Once you have generated an optimal policy, Wheelbot should follow that policy
to (hopefully) make it to the goal. Note that, due to the stochastic nature of
the environment, it is possible for Wheelbot to run into an obstacle, even
when following an optimal policy. Therefore, it is important to test your
program with a number of values of pc , including pc = 1, to ensure that this
does not happen when the environment becomes deterministic again. Another
possible method of testing is to set pc to several different (increasingly
large) values and try your program a large number of times for each such
value, keeping track of the number of times Wheelbot runs into an obstacle.

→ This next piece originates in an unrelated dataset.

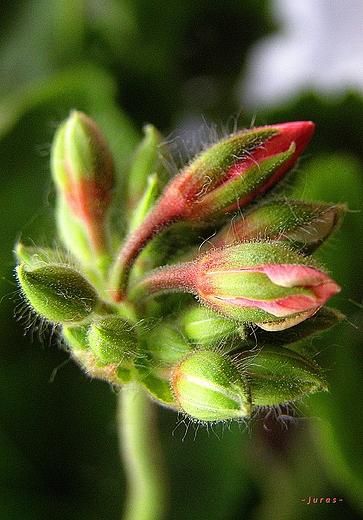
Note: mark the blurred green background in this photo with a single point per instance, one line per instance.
(174, 64)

The environment should be kept the same through all runs. In general, the more
deterministic the environment becomes, the less often Wheelbot should run into
an obstacle. The environments that we use to test your program will be
solvable in the sense that there will be at least one possible path to the
goal state from the start state.
Wheelbot will have the same sensors as in Project 2, with the exception that
the local obstacle sensor will not be used in this project (as there are not
hidden obstacles).
Implementation Details
This project will require you to modify the files Project3.h and Project3.cpp
files in the project source code. You are not to modify any other file that is
part of the simulator. You can, however, add new files to the project to
implement new classes as you see fit. We will test your project by copying
your Project3.h and Project3.cpp files, as well as any files you have added to
the project, into our simulation environment and running it.
Feel free to use the C++ STL and STD library data structures and containers.

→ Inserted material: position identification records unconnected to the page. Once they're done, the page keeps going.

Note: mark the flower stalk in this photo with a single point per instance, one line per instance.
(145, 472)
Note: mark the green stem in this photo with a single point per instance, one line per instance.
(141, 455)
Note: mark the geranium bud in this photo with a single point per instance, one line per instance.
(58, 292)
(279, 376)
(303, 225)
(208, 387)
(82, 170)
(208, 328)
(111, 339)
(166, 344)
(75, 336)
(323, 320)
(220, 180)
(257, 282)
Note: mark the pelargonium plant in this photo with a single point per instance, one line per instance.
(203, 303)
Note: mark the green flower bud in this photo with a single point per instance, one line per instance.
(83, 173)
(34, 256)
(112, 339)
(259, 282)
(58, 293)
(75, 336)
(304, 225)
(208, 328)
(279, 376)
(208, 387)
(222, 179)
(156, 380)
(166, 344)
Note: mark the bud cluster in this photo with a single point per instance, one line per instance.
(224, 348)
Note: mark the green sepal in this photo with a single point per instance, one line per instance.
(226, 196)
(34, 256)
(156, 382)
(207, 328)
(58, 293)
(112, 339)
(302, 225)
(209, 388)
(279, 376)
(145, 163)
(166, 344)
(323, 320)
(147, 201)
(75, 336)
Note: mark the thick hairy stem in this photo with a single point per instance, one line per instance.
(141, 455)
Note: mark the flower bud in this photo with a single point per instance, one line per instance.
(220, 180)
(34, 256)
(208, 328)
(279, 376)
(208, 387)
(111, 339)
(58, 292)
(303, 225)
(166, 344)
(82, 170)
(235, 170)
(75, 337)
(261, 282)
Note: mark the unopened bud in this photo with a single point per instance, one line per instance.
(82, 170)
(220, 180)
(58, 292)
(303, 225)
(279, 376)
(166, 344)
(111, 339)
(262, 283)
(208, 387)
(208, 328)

Additionally, if you have previously implemented data structures you wish to
reuse, please do. However, you must not use anything that trivializes the
problem. For instance, do not use a downloaded value iteration algorithm
package. You must implement value iteration yourself.

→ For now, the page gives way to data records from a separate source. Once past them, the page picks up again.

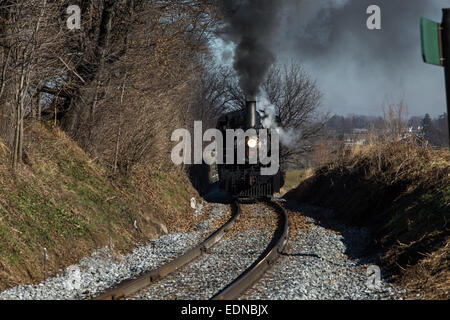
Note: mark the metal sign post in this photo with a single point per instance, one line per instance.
(436, 49)
(446, 53)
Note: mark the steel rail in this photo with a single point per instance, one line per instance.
(129, 287)
(262, 264)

For full credit your R(s) must be valid (capable of solving the problem), and
your program must compute and follow the optimal policy relative to this
reward function. Importantly, if pc = 1, your robot should follow a shortest
path (there may be multiple such paths) to the goal. pc may be adjusted in
main.cpp during your testing. Set the discount factor = 0.9 for all testing.
Submission
Please submit your modified Project3.h and Project3.cpp, as well as any
additional files you added to complete this project, to Blackboard.